Poucos podiam dizer que estiveram lá antes, ele raramente recebia visitas, como
já era de se esperar, a solidão era a única que sempre estivera ali por vontade
de Álvaro e sempre seria bem vinda em qualquer dia, qualquer hora. Conforme ele
aprendia a conviver com ela, a engoli-la à força durante tantos anos, começava
a querê-la como quer-se alguém que já se fora, como quer-se a mais linda
mulher. Sedento, ele procurava as vias mais vazias, as esquinas que quase
ninguém dobra e os lugares que apenas solitários freqüentam. E vivia
completamente bem de sua maneira, e continuaria vivendo por algum tempo, curto,
mas tranqüilo e satisfatório.
Assim que adentrou, pôde sentir-se aliviado
ao encontrá-la em todo o lugar, reinando com o silêncio, a solidão era mais que
sedutora, era a única maneira de fazê-lo contente com alguma coisa. O abraçava
quando ele largava seu corpo grande e desajeitado pela poltrona, apoiava a
cabeça numa almofada qualquer, sentindo-se talvez, melhor que qualquer pessoa
no mundo. Deixava no chão liso de madeira, sua maleta jogada sem pensar, Bozais
era mais desleixado do que aparentava ser, em seus ternos e blazers mais
bonitos, de sapatos engraxados por uma nova maquininha que comprara, por trás
do homem bem cuidado, havia um outro que não ligava em deixar o que fosse no
chão recém-encerado pela empregada. Esta vinha duas vezes por semana expulsar a
solidão, maior paixão de Álvaro, e era obrigada a tirar cada meia que estivesse
em lugares inusitados. Mas, aliás, ele a pagava mais do que bem. Não fazia mais
que a obrigação, pensava quando levantava friamente seu olhar de um livro
qualquer, para observá-la resmungando típicos impropérios.
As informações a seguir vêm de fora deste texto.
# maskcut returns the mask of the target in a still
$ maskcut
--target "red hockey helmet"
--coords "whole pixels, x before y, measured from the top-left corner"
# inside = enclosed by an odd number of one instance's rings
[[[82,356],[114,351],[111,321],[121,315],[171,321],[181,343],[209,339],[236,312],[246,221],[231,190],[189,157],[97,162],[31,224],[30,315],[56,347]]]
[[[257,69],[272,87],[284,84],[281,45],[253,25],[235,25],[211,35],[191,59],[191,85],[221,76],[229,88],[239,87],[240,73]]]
Conforme os segundos passavam, a velha
paisagem da janela se movia, os passos confusos de Álvaro perambulavam durante
algum tempo, no fim, ao lado de seus pés jaziam uma taça e uma garrafa de
vinho, seu corpo mole novamente jogado na poltrona. Via com uma incrível calmaria a
luz laranja do sol de fim de tarde se esvaindo do quadro do corredor, esperando
a noite como quem espera o dia depois de não conseguir mais dormir. Quando se
viu apoderado da escuridão, esperando a lua ganhar mais altitude ao céu, não
hesitou em tirar um maço de cigarros do bolso e um isqueiro do outro. Encheu a
taça com seu vinho até quase passar a borda, deixava o liquido descer
demasiadamente em sua garganta para tragar o cigarro entre seus
longos dedos.
No mais tardar, a lua começava a cobrir sua
imagem, vinda com sua luz atravessando os vidros da grande janela, a fumaça
saindo por trás da poltrona, e quem sabe, o fantasma de um pequeno magricela
observava-o admirado, que surgira da penumbra e se acomodara aonde encontrava o
fraco luar aquecendo seu corpo pueril.